Krishna Shahi (born 16 February 1931) is a Congress politician from Bihar and a former union minister.

==Early life and education==
Krishna Sahi was born on 16 February 1931 in Begusarai, Bihar. She was the daughter of Mahesh Prasad Sinha and completed a Bachelor of Arts (Honours) at Patna University, followed by a Bachelor of Laws (B.L.) from Bihar University.

==Political career==
===State politics===
Sahi entered public life in the early 1970s, winning election to the Bihar Legislative Assembly from the Mokama constituency in 1972. She was re-elected in 1977, serving until 1980, during which time she focused on rural development and women’s education initiatives in Begusarai district.

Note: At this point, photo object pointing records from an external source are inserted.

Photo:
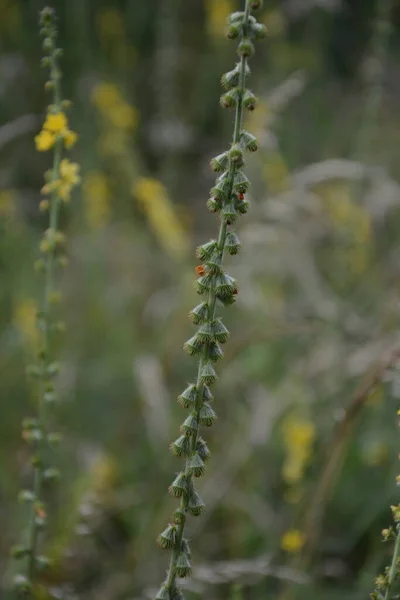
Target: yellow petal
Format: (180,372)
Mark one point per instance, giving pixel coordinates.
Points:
(44,141)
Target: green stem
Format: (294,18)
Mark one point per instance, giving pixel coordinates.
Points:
(393,566)
(33,530)
(212,299)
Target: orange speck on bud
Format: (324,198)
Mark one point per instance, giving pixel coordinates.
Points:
(200,270)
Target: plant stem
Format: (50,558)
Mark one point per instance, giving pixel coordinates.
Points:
(212,299)
(393,567)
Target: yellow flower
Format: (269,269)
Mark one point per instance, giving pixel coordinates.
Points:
(56,122)
(105,96)
(160,211)
(292,541)
(123,116)
(97,199)
(70,138)
(44,140)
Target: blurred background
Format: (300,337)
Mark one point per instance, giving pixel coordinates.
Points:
(305,450)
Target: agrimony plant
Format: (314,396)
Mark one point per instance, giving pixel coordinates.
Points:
(227,199)
(59,182)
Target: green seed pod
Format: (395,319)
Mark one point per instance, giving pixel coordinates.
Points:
(248,141)
(205,251)
(225,285)
(179,486)
(193,346)
(259,31)
(196,505)
(249,100)
(190,425)
(163,593)
(199,313)
(179,516)
(205,332)
(229,214)
(219,331)
(202,449)
(245,48)
(166,539)
(196,465)
(229,99)
(236,155)
(188,397)
(181,446)
(232,243)
(214,205)
(183,567)
(207,395)
(208,374)
(214,352)
(230,79)
(241,183)
(207,415)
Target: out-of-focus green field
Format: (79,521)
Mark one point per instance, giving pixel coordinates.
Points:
(295,501)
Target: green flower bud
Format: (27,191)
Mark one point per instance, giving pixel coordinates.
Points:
(205,251)
(163,593)
(196,465)
(188,397)
(241,183)
(245,48)
(232,243)
(183,567)
(199,313)
(202,449)
(166,539)
(230,79)
(229,99)
(196,505)
(207,415)
(190,425)
(248,141)
(181,446)
(208,374)
(214,352)
(236,155)
(179,486)
(249,100)
(229,214)
(219,331)
(219,163)
(193,346)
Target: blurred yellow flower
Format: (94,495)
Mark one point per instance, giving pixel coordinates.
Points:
(292,541)
(44,141)
(153,198)
(123,116)
(97,198)
(298,436)
(105,95)
(7,203)
(25,321)
(55,122)
(216,15)
(69,178)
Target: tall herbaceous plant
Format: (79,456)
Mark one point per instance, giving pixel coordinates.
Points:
(218,289)
(60,179)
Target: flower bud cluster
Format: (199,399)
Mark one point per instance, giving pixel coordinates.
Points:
(217,288)
(36,432)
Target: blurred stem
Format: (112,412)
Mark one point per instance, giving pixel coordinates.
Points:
(212,299)
(44,330)
(393,567)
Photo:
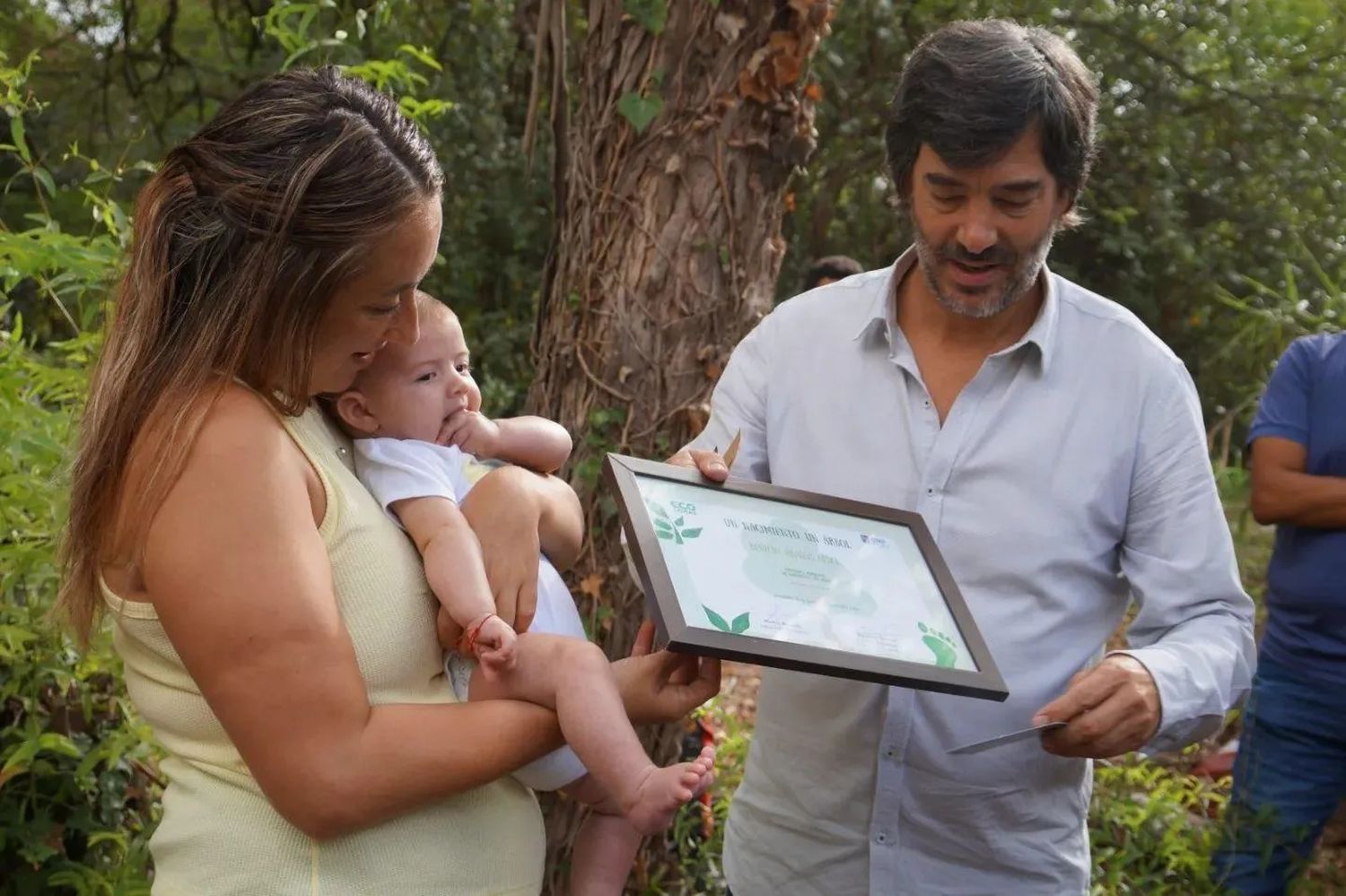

===Member of Parliament (Lok Sabha)===
Sahi was first elected to the 7th Lok Sabha in the 1980 general election from Begusarai, defeating Shyam Nandan Mishra of the Janata Party with 272,234 votes (60.14%). She retained the seat in the 1984 election with 387,165 votes (73.35%),[a] but was unseated in 1989 by Janata Dal’s Lalit Vijay Singh. Returning to Parliament in 1991, she served a second stint through the 10th Lok Sabha, winning 343,050 votes (51.30%).

===Ministerial roles===
During her first parliamentary term, Sahi was appointed Minister of State in the Government of India under Prime Minister Rajiv Gandhi, serving in the Ministry of Human Resource Development (1986–1988), Water Resources (1988–1989), and later in the Ministry of Industry (1992–1995) and Heavy Industries (1993–1995) under Prime Minister P. V. Narasimha Rao. She also held the portfolio of Civil Supplies, Consumer Affairs and Public Distribution (1995–1996).

==Personal life==
Sahi was married to B.P.N. Sahi and they had one child. Professionally trained as an advocate, she combined her legal background with a career in public service, advocating for women’s rights and rural welfare throughout her tenure.

==Social work and legacy==
Beyond her legislative duties, Sahi was known for championing adult literacy programs and potable water schemes in rural Bihar. Post-retirement, she remained active in social welfare organizations, mentoring young women to enter public service and law.